5469. That would be set in motion by a complaint
to a one-stop shop?
(Mr Thornely-Taylor) I hope not. Monitoring
is a key part of management of environmental impacts in general
and noise and vibration in particular. We are only talking about
an event unforeseen, possibly of an accidental nature, which causes
a noise complaint and which could not reasonably have been foreseen.
Generally speaking, the success of the contractor in carrying
out the obligations placed on him is monitored through continuous
measurement of noise, continuous measurement of vibration. When
complaints occur, something unexpected has happened.
5470. MS SINGLETON: I have one other
question and I realise I did not mention it. I believe starting
next year there will be work on major shifting of utilities and
this will be particularly on the west side of Durward Street and,
as I understand, in Whitechapel Road itself. I am just wondering
what the noise levels would be for that and who would it particularly
(Mr Thornely-Taylor) The utilities works
have been assessed and they are subject to all the same considerations
that apply to the main works that I have been describing. They
tend to be of shorter duration, less major works, but, nevertheless,
the same processes I have described apply.
5471. MS SINGLETON: Thank you.
5472. CHAIRMAN: They all have the same
section 61 control, yes?
(Mr Thornely-Taylor) They do indeed, my
5473. LORD SNAPE: Mr Thornely-Taylor,
a clarification please with regard to the similarity or divergence
of noise and vibration. I used to live in a house and the block
was known as "Alhambra House" which was sitting above
the Northern Line. That was a 12-storey building on which it was
always expected we would have a lot of noise. We had hardly any
noise but an enormous amount of vibration. Fortunately, for the
rest of us it all ended up in Lord Archer's flat on the top and
the rest of us were left free of it, but it was extremely prevalent
up there. I am wondering whether the questions that have been
put to you draw sufficiently the distinction between the inconvenience
that may be caused by vibration rather than by noise here? The
concentration has been on noise and it might well appear, as we
had, it is more vibration without the noise.

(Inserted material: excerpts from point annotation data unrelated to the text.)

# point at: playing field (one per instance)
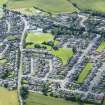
(101, 47)
(37, 99)
(8, 97)
(85, 73)
(39, 38)
(3, 61)
(3, 1)
(96, 5)
(64, 54)
(53, 6)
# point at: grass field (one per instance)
(3, 61)
(101, 47)
(85, 73)
(95, 5)
(3, 1)
(37, 99)
(53, 6)
(64, 54)
(39, 38)
(8, 97)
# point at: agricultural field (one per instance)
(101, 47)
(8, 97)
(85, 72)
(95, 5)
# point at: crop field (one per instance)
(101, 47)
(53, 6)
(85, 72)
(8, 97)
(95, 5)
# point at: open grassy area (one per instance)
(53, 6)
(37, 99)
(101, 47)
(3, 61)
(64, 54)
(39, 38)
(95, 5)
(8, 97)
(3, 1)
(85, 72)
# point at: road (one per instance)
(26, 26)
(80, 59)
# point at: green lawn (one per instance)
(85, 72)
(8, 97)
(54, 6)
(3, 61)
(39, 38)
(37, 99)
(101, 47)
(64, 54)
(3, 1)
(96, 5)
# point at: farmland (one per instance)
(8, 97)
(85, 72)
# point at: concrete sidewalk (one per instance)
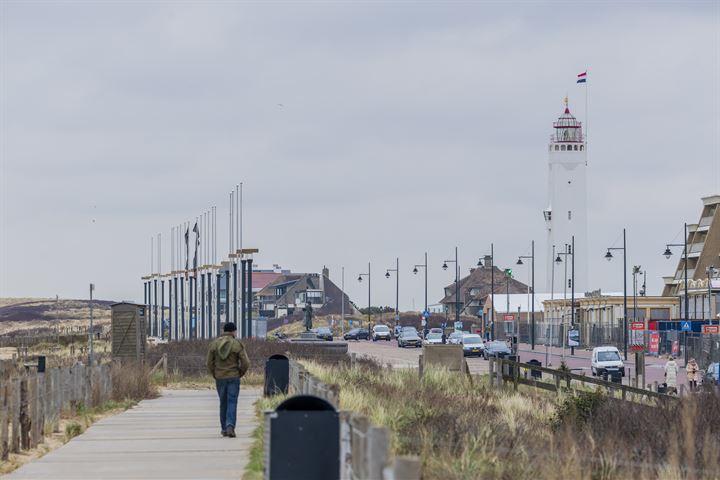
(175, 436)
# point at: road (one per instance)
(388, 352)
(176, 436)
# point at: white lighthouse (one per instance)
(566, 213)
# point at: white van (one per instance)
(606, 359)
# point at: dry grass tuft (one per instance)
(464, 431)
(132, 381)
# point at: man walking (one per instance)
(227, 362)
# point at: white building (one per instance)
(566, 213)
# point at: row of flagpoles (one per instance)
(204, 294)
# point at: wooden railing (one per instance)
(31, 403)
(365, 449)
(506, 372)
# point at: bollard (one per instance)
(304, 440)
(277, 375)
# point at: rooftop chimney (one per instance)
(487, 261)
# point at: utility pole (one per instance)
(90, 338)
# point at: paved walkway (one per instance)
(175, 436)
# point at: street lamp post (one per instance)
(397, 287)
(711, 271)
(532, 288)
(415, 270)
(492, 288)
(360, 280)
(457, 296)
(608, 257)
(568, 252)
(668, 254)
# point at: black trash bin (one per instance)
(41, 364)
(535, 374)
(304, 442)
(277, 375)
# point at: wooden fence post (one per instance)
(39, 408)
(15, 415)
(378, 447)
(24, 414)
(4, 424)
(165, 369)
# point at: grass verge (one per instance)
(255, 467)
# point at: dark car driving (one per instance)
(324, 333)
(496, 348)
(409, 338)
(357, 334)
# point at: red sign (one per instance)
(655, 343)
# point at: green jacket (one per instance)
(227, 358)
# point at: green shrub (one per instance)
(578, 409)
(72, 429)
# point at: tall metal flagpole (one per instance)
(241, 293)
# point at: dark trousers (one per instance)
(228, 391)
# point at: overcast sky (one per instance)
(362, 132)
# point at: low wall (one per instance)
(365, 452)
(30, 402)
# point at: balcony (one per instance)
(680, 275)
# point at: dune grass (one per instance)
(464, 430)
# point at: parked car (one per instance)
(472, 345)
(712, 374)
(433, 338)
(455, 338)
(496, 348)
(381, 332)
(409, 338)
(357, 334)
(324, 333)
(606, 360)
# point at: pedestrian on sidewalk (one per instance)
(671, 369)
(693, 372)
(227, 362)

(Mr Thornely-Taylor) The comments I have
just been making, my Lord, were of course directed at construction
impacts, hence my reference to vibration. I think your reference
to the Northern Line was to the operation of the Northern Line.

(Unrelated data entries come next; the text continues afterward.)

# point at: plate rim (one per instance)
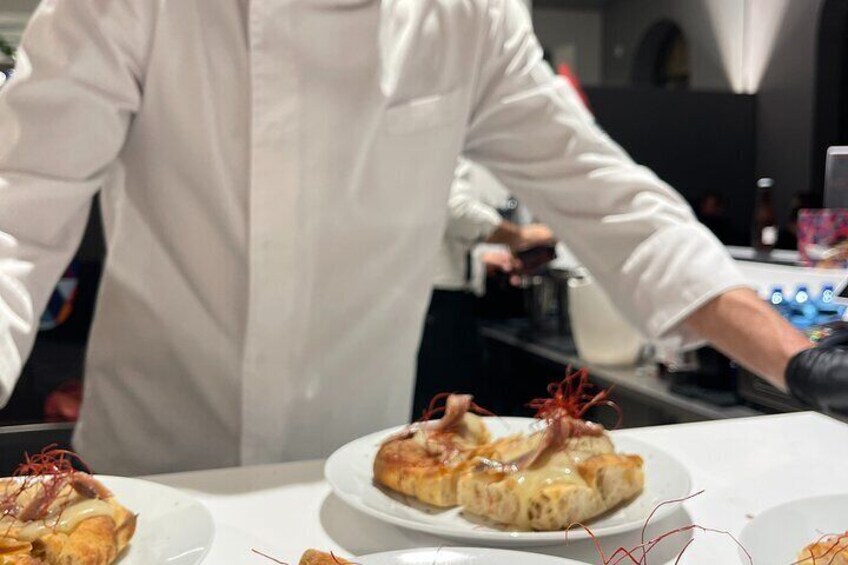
(506, 537)
(482, 551)
(781, 507)
(171, 491)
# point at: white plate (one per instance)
(778, 535)
(458, 556)
(172, 527)
(349, 472)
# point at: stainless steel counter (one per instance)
(637, 384)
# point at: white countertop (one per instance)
(744, 465)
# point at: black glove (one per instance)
(819, 377)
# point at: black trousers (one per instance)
(450, 357)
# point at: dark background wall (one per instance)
(696, 141)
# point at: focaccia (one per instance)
(61, 518)
(830, 550)
(528, 486)
(427, 458)
(315, 557)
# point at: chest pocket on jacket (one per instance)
(417, 146)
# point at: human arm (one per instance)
(63, 120)
(746, 328)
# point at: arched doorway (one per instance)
(662, 58)
(830, 125)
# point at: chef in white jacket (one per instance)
(273, 175)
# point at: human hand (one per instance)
(534, 235)
(819, 377)
(502, 262)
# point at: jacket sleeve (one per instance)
(469, 219)
(637, 236)
(63, 120)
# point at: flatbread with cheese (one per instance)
(315, 557)
(830, 550)
(61, 517)
(528, 485)
(426, 460)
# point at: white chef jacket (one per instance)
(472, 217)
(274, 176)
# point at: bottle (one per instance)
(764, 232)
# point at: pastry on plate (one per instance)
(565, 472)
(52, 514)
(315, 557)
(426, 459)
(828, 550)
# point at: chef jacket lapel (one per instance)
(276, 216)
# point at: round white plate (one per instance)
(349, 472)
(459, 556)
(172, 527)
(778, 535)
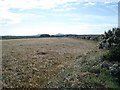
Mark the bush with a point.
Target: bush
(110, 39)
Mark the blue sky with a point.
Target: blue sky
(31, 17)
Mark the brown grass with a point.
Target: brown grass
(33, 62)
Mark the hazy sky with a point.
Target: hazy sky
(31, 17)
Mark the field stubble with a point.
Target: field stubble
(37, 62)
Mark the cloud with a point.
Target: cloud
(45, 4)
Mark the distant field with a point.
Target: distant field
(34, 62)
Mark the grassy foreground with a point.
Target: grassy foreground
(54, 62)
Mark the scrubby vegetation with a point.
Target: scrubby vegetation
(111, 41)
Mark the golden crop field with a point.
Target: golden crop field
(37, 62)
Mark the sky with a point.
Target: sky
(32, 17)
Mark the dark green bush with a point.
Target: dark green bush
(112, 55)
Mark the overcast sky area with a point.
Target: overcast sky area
(31, 17)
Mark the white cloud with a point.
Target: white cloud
(44, 4)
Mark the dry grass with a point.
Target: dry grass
(34, 62)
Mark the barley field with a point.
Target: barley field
(45, 62)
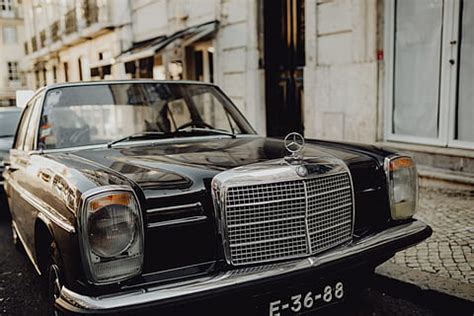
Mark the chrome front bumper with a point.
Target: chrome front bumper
(387, 241)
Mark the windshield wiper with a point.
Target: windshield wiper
(208, 130)
(134, 136)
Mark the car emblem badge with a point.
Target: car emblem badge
(294, 143)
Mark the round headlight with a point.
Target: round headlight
(112, 229)
(402, 186)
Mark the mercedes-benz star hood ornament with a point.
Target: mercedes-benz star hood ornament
(294, 143)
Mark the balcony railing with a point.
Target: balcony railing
(43, 38)
(34, 45)
(71, 22)
(55, 35)
(10, 11)
(91, 13)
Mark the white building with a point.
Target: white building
(393, 72)
(68, 40)
(11, 50)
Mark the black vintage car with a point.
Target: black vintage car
(145, 195)
(9, 117)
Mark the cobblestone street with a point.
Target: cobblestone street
(449, 252)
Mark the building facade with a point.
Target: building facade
(68, 40)
(11, 50)
(394, 72)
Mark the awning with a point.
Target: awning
(151, 47)
(142, 49)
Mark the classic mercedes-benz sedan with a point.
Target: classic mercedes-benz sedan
(153, 195)
(9, 117)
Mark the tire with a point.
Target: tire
(53, 288)
(16, 240)
(52, 279)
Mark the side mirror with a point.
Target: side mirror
(23, 96)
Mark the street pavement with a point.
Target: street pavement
(445, 261)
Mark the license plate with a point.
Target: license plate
(302, 301)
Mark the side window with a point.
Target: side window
(33, 125)
(24, 122)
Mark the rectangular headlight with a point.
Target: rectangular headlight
(111, 235)
(402, 181)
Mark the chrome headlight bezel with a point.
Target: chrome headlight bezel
(401, 163)
(89, 258)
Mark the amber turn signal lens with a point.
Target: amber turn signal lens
(402, 186)
(400, 163)
(113, 199)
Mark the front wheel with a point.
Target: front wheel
(52, 279)
(54, 288)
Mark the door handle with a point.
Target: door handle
(8, 166)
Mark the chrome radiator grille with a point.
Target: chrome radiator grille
(282, 220)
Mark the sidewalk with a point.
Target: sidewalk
(445, 261)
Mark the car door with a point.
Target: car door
(21, 199)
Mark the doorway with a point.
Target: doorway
(284, 59)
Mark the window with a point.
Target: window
(9, 35)
(6, 5)
(22, 130)
(13, 71)
(66, 72)
(55, 74)
(429, 72)
(79, 63)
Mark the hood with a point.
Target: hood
(187, 164)
(6, 143)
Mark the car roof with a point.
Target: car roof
(101, 82)
(10, 109)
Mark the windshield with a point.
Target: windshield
(101, 113)
(8, 121)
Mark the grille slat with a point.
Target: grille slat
(275, 221)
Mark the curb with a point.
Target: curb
(447, 294)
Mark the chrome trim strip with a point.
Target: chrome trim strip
(266, 222)
(179, 221)
(306, 223)
(328, 192)
(44, 208)
(144, 142)
(330, 209)
(174, 207)
(331, 227)
(73, 301)
(27, 250)
(266, 202)
(266, 240)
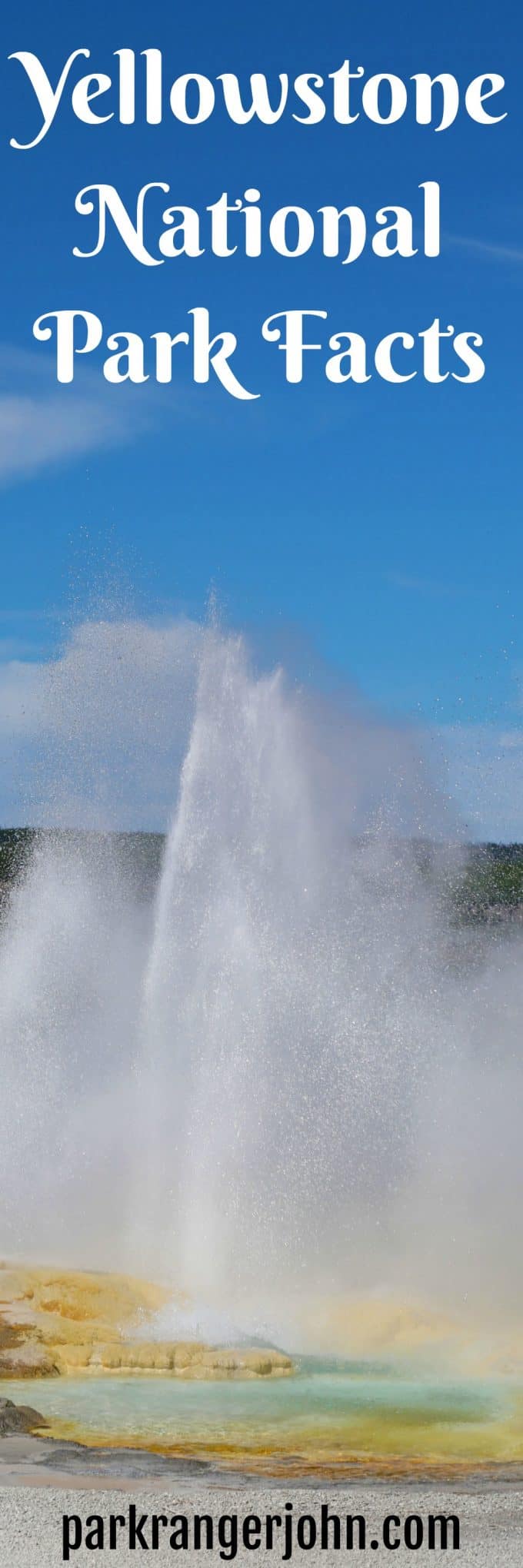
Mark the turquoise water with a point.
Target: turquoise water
(321, 1410)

5474. It was because of a comment that was made
by Ms Singleton in her introductory remarks to the effect that
shafts were going down into an area of these stations and this
would lead to noise or vibration coming through but she has not
returned to that point, but I have remembered it from the outset.

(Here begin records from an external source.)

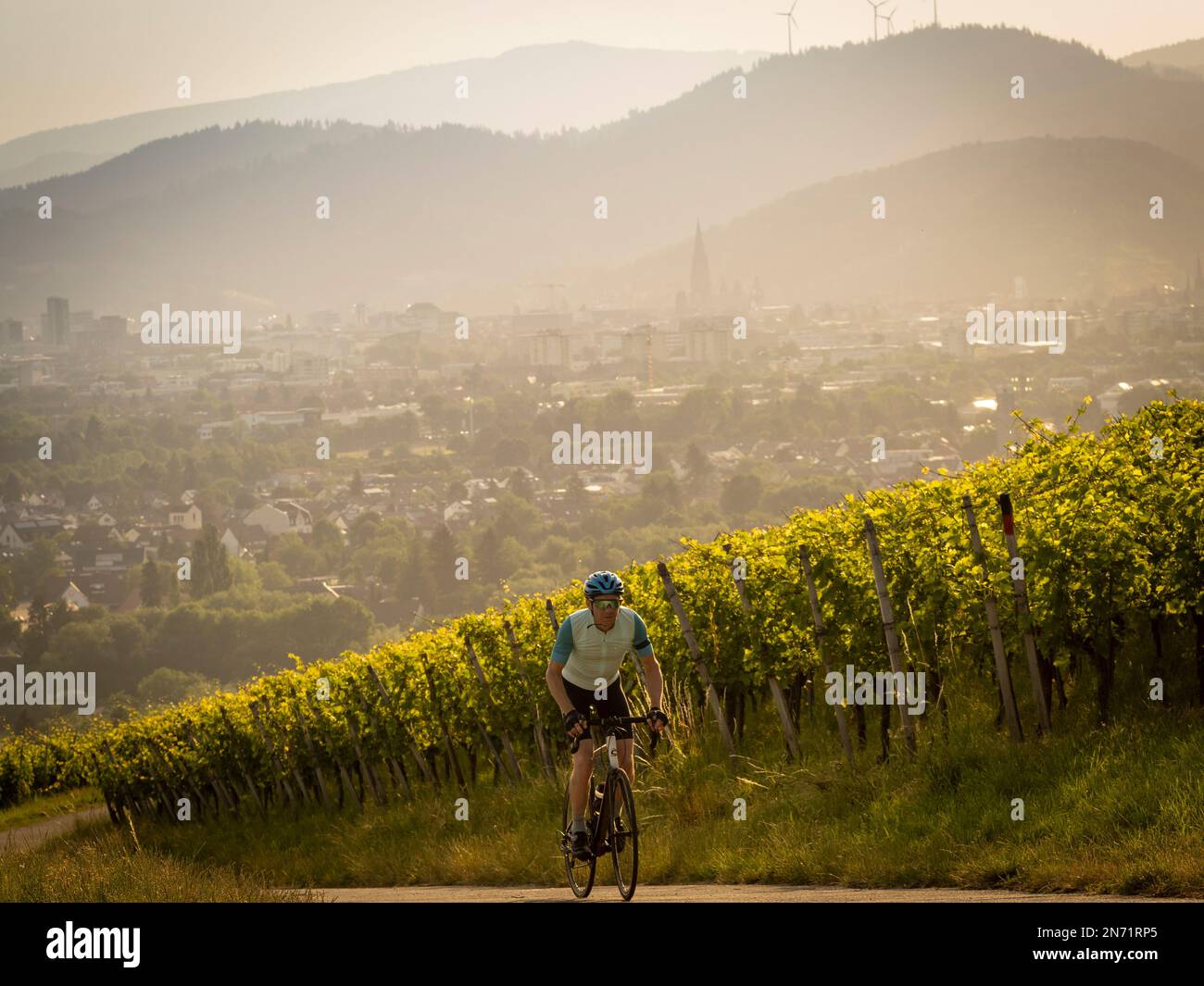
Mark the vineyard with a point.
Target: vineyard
(1080, 560)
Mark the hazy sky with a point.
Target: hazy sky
(67, 61)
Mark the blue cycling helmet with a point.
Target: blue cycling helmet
(603, 584)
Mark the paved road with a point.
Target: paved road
(29, 836)
(759, 893)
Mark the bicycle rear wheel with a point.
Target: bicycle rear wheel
(581, 872)
(624, 833)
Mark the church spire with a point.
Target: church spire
(699, 271)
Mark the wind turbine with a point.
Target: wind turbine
(875, 6)
(790, 19)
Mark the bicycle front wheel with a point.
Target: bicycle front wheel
(624, 833)
(579, 872)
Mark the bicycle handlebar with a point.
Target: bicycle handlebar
(617, 720)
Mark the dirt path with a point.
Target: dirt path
(28, 836)
(709, 892)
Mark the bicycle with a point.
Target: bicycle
(612, 821)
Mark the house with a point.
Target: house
(189, 519)
(458, 511)
(61, 588)
(104, 588)
(300, 519)
(239, 538)
(19, 535)
(272, 519)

(Mr Thornely-Taylor) Yes, it is quite
true that construction work for Crossrail at Whitechapel will
involve quite close proximity between the station tunnels and,
for example, the piles at Kempton Court. That is taken into account
in a process that will be carried out to predict operational noise
and vibration from the operating Crossrail railway in terms of
the levels received in the residential parts of Kempton Court.
If the levels which are set out in Information Paper D10 should
be predicted to be exceeded, then an enhanced form of track support
will be installed. We generally talk in terms of floating track
slab but there are other forms of enhanced vibration and noise
isolation for the operating railway, so there is no question of
significant effect occurring at this location but there may be
a requirement for an enhanced track form to ensure that.
5475. That will not become apparent until much
later in the process?
(Mr Thornely-Taylor) The detailed design
takes place later in the process, yes, my Lord.
5476. CHAIRMAN: Anything further?
5477. MS LIEVEN: No, my Lord.
5478. CHAIRMAN: Thank you, Mr Thornely-Taylor.
I do not think I can have people from the back of the room wanting
to chip in at this stage. I am so sorry, who are you?
5479. MS PEDRETTI: Annetta Pedretti.